There is something unnerving about the sight of a motorbike setting off, driving itself around a track, leaning into corners and even deploying the kickstand when it comes to a stop.
But that's exactly what BMW's Motorrad division has created. Shown off in a video published this week, below, the prototype motorcycle can drive itself without falling over, and looks convincing as it leans through the corners of a test circuit.
- Lyft begins autonomous taxi service in Las Vegas
- Autonomous cars pose a threat to road congestion, warns World Economic Forum
- Fear of autonomous cars is growing among US adults
The vehicle is the result of two years of development and "hundreds of hours" of testing, BMW says.
However, BMW also says the vehicle is not intended to pave the way for fully autonomous motorcycles - something there is unlikely to be much, if any, consumer demand for. Instead, the bike is part of BMW's development of advanced rider-assistance systems, similar to those used by today's cars, where the driver is informed and aided by their vehicle rather than replaced.
The underlying technology here should "serve as a platform for development of future systems and functions to make motorcycling even safer, more comfortable and increase the riding pleasure," BMW said.
"The aim of the prototype is to gather additional knowledge with regards to driving dynamics in order to detect dangerous situations early on, and thus support the driver with appropriate safety systems while turning at intersections or when braking suddenly, for example," the Munich, Germany-based company added.
Project leader Stefan Hans said: "The prototype helps us expand our knowledge about the vehicle's dynamics, so we can classify the rider's behaviour and see if a future situation will become dangerous or not. If so, we can inform, warn, or intervene directly."

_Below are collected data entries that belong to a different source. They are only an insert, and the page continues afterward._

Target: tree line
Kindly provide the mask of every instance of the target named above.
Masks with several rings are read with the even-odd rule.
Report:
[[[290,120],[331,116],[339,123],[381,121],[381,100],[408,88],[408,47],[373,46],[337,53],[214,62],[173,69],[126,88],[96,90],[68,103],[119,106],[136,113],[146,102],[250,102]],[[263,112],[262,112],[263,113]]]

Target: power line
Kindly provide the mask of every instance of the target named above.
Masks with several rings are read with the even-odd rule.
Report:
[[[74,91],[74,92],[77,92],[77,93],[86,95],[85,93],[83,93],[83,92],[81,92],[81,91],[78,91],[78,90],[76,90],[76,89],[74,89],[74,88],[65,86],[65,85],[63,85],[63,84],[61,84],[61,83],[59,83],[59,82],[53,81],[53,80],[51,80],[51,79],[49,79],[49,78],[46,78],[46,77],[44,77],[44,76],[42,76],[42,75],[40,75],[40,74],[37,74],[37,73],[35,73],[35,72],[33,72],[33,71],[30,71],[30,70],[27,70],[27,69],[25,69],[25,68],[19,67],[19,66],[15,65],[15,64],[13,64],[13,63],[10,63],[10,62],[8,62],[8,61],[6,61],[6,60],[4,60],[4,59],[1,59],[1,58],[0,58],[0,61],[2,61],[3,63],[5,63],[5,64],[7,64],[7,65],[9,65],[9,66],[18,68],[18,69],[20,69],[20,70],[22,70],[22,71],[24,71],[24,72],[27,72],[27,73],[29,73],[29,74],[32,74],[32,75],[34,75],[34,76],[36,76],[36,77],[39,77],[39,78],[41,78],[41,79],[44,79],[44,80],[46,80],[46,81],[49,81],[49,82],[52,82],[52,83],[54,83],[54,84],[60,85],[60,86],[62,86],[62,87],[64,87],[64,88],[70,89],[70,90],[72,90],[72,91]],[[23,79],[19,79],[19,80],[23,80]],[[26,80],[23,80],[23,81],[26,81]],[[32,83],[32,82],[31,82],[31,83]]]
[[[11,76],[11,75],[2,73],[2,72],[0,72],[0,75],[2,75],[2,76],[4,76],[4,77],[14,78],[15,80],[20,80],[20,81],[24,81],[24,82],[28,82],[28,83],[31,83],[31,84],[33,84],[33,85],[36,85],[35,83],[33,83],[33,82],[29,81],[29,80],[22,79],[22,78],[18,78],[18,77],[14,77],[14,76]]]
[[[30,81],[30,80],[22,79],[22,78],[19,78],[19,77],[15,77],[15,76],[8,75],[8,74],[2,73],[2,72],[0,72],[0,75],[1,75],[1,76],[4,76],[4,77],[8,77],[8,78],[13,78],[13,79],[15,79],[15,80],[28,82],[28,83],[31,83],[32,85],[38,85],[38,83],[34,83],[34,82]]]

Given motorbike riders are far more likely to be injured or killed in road accidents, improving their safety is of course a worthy cause for BMW to dedicate resources to. But there will be challenges ahead, as, while a car's autonomous safety system can hit the brakes in an emergency without injuring the driver (assuming they are wearing a seatbelt), the situation is clearly quite different for a bike and its unrestrained rider.
It will be interesting to see how BMW navigates around these issues in pursuit of improving rider safety.